Bagian yang paling saya sukai dari koran terbesar di negeri ini adalah foto-fotonya yang menawan, seperti beberapa hari lalu dalam satu buah foto yang dimuat, terlihat seorang biksu Tibet yang sedang menutupi mukanya dengan sejenis kipas sementara di seberangnya terlihat serdadu China sedang berjaga-jaga. Saya mencoba mengira-ngira sebenarnya yang sedang dihindari biksu Tibet ini, sengatan matahari kah? Atau ketiga serdadu itu? Melihat lagi dari dekat mimik mukanya, apakah ada kegetiran? Khawatir? Atau…?

Saya jadi ingat dialog antara Neo dan Oracle dalam film Matrix. “Apakah yang paling diinginkan seorang penguasa?” Tanya Oracle. Neo menggelengkan kepalanya dan Oracle menjawab sendiri pertanyaan yang diajukannya “Lebih banyak lagi kekuasaan!”. Ya kekuasaan.
Tetapi sekarang kita tidak akan membicarakan kekuasaan-kekuasaan yang bersifat luaran melainkan kekuasaan yang telah ada di dalam diri kita sendiri.

Tahun ini terus terang adalah tahun yang sangat luarbiasa bagi saya. Tahun yang paling menyenangkan sekaligus paling menyedihkan. Tahun yang membawa saya turun naik dengan ekstrim. Tahun yang membuat saya bisa tertawa sekaligus menunduk dalam-dalam, terutama karena kesedihannya, rasa sakit dan kematian dua orang kerabat keluarga kami.

Sempat terhuyung beberapa saat. Sempat sesak napas agak panjang, namun kemudian menyadari terlalu banyak melawan, memukul, menendang (baca: tidak ikhlas, banyak bertanya, ngotot, banyak menyalahkan) ternyata tidak saja membuat pemulihan semakin lama tetapi lebih jauh: membuat hidup semakin memburuk!.

Diam Saja
Lalu ketika berhenti melawan, memukul, menendang, lebih banyak diam dan mulai memasuki pasrah dan menyerahkan diri tiba-tiba segala rasa sakit itu perlahan-lahan menghilang!. Pada peristiwa yang sudah terjadi belajar ikhlas, berhenti menyalahkan orang lain, diri sendiri, lebih-lebih Yang Maha Kuasa.
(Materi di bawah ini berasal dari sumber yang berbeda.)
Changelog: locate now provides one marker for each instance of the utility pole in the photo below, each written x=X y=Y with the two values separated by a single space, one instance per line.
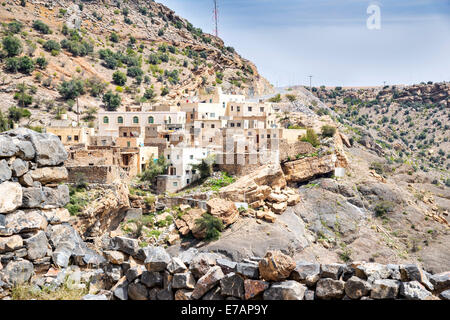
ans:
x=216 y=19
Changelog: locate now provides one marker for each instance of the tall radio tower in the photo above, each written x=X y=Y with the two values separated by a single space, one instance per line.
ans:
x=216 y=19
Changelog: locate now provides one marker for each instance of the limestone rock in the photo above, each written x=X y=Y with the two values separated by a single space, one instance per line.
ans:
x=287 y=290
x=254 y=288
x=13 y=200
x=157 y=259
x=276 y=266
x=18 y=272
x=306 y=272
x=305 y=169
x=207 y=282
x=328 y=289
x=413 y=290
x=37 y=246
x=183 y=281
x=232 y=285
x=356 y=288
x=385 y=289
x=50 y=174
x=224 y=210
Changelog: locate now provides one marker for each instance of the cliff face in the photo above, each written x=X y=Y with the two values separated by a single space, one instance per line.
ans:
x=164 y=56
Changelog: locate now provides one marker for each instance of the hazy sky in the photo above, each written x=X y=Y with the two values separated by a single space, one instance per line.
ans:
x=291 y=39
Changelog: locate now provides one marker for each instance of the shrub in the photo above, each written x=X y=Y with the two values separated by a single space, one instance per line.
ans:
x=38 y=25
x=311 y=137
x=119 y=78
x=383 y=207
x=52 y=45
x=328 y=131
x=213 y=226
x=275 y=99
x=112 y=101
x=114 y=37
x=12 y=46
x=71 y=89
x=134 y=72
x=15 y=27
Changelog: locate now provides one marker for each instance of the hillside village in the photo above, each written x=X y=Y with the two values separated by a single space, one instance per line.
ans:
x=143 y=159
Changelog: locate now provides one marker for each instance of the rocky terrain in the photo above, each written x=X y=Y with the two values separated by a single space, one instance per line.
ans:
x=80 y=45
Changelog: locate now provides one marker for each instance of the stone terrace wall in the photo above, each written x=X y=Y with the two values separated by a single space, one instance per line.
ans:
x=207 y=276
x=34 y=232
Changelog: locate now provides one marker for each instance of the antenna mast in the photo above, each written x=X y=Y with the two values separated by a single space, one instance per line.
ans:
x=216 y=19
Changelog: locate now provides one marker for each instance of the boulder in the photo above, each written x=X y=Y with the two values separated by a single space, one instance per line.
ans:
x=5 y=171
x=248 y=270
x=356 y=288
x=330 y=289
x=14 y=198
x=276 y=266
x=137 y=291
x=207 y=282
x=37 y=246
x=232 y=285
x=201 y=263
x=413 y=290
x=19 y=167
x=126 y=245
x=306 y=272
x=253 y=288
x=286 y=290
x=49 y=150
x=183 y=294
x=305 y=169
x=183 y=281
x=25 y=221
x=7 y=147
x=223 y=209
x=151 y=279
x=18 y=272
x=441 y=281
x=332 y=271
x=176 y=266
x=11 y=243
x=385 y=289
x=50 y=174
x=157 y=259
x=114 y=257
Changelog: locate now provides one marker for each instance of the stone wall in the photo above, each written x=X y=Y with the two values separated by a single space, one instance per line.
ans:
x=34 y=229
x=194 y=275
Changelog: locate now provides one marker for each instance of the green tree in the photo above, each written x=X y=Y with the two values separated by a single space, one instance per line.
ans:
x=71 y=89
x=119 y=78
x=112 y=101
x=213 y=226
x=311 y=137
x=12 y=46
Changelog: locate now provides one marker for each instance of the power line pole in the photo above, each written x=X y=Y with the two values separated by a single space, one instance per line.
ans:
x=216 y=19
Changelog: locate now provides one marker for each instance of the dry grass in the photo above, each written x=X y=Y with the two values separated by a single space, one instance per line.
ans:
x=28 y=292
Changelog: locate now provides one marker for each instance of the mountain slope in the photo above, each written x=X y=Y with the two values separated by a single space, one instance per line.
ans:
x=163 y=56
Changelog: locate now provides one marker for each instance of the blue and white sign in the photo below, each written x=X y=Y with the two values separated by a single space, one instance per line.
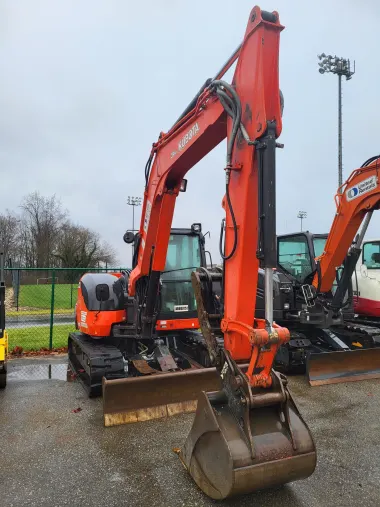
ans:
x=361 y=188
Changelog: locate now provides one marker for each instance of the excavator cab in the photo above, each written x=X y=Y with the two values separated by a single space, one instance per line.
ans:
x=186 y=252
x=344 y=354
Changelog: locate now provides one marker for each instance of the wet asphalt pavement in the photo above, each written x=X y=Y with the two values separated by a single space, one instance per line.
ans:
x=51 y=456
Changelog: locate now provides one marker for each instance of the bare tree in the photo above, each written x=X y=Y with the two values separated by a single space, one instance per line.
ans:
x=42 y=219
x=9 y=234
x=78 y=246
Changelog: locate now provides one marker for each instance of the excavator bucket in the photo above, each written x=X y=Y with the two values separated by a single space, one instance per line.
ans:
x=155 y=396
x=343 y=366
x=224 y=462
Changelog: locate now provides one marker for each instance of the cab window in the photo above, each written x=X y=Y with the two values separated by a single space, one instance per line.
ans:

Dititik itu, mengerti bahwa orang lain dan saya sudah berbuat yang terbaik! Bahkan Tuhan juga meski dangan cara-Nya yang teramat misterius. Jika semuanya bekerja lantas kenapa harus menyalahkan?

Dalam sesuatu yang tampaknya diam sesungguhnya tidak benar-benar diam. Dia bergerak, bekerja dengan cara yang mungkin tidak terpikirkan.. ya beberapa hal baru bisa ditemukan jika kita mau diam sejenak.
Kejernihan akan ditemukan jika kita mulai mampu mengistirahatkan pikiran. Mendiamkannya sejenak untuk memunculkan yang lebih agung didalam diri kita sendiri.

Dan itu ada didalam area kekuasaan kita yang tidak kan sanggup direbut oleh siapapun, kecuali jika kita memang mengijinkannya. Sebuah inner power. Pilihan selalu berada di tangan kita: tenggelam atau menggunakan kekuatan menghadapi segala peristiwa dalam hidup.

Tahun selalu selesai setelah siklus 365 hari. Kadang ada pertanyaan apakah tahun-tahun yang berganti adalah sekedar pengulangan dari sebelumnya? Ataukah ia selalu baru? Apa yang berubah dari pergantian tahun? Peristiwa apalagi nanti?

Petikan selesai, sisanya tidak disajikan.